Funny you should post to this tonight...just got back from Megaprize, Emerson Drive and the Wilkinsons were just fantastic.......

and Jeremy Smith keeps saying he plans on joining up here.

EDIT:
Gee, Rebecca...guess I should have thought of you for the 2 extra tickets I had when my friends cancelled...sorry. :-[


----------



## proudnurse (16 Nov 2007)

Bruce Monkhouse said:
			
		

> Funny you should post to this tonight...just got back from Megaprize, Emerson Drive and the Wilkinsons were just fantastic.......
> 
> and Jeremy Smith keeps saying he plans on joining up here.
> 
> ...



That would have been fabulous! Emerson Drive are one of my fave bands. Guess I'll have to listen to the radio station this morning and remember, Bruce forgot about me "sigh"
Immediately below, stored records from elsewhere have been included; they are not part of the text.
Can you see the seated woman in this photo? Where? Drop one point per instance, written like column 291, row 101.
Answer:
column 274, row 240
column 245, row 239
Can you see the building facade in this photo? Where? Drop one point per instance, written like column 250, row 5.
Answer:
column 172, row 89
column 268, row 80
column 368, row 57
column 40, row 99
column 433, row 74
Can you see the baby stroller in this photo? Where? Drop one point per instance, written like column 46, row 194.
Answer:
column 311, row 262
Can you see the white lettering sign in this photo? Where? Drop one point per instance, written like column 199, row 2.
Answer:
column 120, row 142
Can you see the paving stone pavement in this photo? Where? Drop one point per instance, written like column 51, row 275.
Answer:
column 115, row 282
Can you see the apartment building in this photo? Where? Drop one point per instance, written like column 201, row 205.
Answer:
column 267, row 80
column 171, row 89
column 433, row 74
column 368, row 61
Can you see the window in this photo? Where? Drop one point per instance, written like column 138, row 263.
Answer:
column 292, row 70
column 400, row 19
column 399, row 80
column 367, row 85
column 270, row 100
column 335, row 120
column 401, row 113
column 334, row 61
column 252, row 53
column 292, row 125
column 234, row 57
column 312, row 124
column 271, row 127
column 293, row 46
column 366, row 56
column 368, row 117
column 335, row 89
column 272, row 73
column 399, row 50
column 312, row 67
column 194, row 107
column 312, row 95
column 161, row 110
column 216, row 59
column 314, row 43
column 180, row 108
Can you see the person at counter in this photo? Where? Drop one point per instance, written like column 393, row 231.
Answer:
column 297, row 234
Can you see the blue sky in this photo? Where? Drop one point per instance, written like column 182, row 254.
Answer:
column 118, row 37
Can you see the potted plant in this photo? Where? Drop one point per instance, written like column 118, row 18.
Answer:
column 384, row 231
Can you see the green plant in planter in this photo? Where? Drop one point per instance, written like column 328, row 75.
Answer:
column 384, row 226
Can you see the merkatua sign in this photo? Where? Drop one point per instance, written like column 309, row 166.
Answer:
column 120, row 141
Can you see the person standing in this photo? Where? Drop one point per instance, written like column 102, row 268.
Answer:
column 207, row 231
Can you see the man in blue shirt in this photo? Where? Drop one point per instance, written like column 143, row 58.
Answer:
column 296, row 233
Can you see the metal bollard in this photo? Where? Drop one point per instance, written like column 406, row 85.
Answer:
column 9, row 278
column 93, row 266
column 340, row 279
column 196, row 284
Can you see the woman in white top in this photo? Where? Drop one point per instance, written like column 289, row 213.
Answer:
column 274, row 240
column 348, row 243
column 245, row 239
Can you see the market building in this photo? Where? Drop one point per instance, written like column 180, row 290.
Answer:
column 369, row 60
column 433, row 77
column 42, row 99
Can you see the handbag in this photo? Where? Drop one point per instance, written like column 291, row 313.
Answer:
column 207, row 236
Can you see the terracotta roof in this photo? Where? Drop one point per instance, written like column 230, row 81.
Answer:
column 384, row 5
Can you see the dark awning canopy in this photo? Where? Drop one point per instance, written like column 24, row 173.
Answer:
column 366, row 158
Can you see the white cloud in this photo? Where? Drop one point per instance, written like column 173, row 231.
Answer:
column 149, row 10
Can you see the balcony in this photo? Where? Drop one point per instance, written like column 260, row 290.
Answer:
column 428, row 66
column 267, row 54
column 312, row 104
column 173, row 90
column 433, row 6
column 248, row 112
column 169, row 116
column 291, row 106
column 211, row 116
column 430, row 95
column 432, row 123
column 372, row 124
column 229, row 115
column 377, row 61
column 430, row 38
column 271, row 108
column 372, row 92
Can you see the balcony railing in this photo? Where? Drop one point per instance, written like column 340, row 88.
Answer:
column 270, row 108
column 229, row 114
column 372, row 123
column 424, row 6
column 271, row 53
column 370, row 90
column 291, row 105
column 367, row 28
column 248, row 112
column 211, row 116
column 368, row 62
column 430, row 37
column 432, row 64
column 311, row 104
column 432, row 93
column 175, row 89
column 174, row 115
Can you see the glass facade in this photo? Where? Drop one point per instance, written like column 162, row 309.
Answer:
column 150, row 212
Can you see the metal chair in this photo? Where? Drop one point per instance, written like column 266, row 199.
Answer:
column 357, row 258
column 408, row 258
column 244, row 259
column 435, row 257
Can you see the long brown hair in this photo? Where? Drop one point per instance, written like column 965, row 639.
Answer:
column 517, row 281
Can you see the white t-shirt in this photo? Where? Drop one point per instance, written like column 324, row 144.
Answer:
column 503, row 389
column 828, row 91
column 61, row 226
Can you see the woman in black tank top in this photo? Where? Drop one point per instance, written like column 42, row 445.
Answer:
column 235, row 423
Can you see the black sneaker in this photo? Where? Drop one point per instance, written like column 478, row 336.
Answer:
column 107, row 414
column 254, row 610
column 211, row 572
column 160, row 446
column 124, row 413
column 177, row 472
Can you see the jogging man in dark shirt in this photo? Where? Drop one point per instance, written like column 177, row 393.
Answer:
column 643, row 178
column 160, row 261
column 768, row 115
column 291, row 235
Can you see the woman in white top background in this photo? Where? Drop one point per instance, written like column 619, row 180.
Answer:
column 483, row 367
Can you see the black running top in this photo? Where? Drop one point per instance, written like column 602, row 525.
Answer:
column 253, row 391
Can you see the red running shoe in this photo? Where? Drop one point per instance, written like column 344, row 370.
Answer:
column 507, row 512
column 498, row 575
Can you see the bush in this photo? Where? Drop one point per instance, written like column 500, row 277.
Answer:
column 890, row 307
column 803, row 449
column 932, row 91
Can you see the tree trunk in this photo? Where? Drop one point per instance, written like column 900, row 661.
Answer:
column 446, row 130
Glad you had a nice time, it wouldn't have worked for me to be able to go anyways so that's alright ;D

~Rebecca


----------



## Bruce Monkhouse (4 Oct 2008)

I'm working in Brampton until 1830 but I plan on being there if all goes according to plan.

I'm easy to spot,.....I'll have on my favourite Don Johnson jacket. :king:


Red Friday Rally
When: October 24, 2008 
Where: 

Families of Canadian Soldiers In Afghanistan will be holding their 3rd annual Red Friday Rally on Friday October 24 from 7 pm to 8 pm at the Waterloo Cenotaph on Regina St. (beside the Waterloo City Hall).  A charity BBQ with all funds raised going to the KW Poppy Fund.  For more information please call 519-884-2723

PS: On 570 News they said it would be 7-9, not just until 8:00.


----------



## leroi (4 Oct 2008)

I'm going! I'm off that day.
Thanks for posting this Bruce.


----------



## Rocketryan (5 Oct 2008)

I'm not on BMQ that weekend so if I can get a ride there I'll definitely go


----------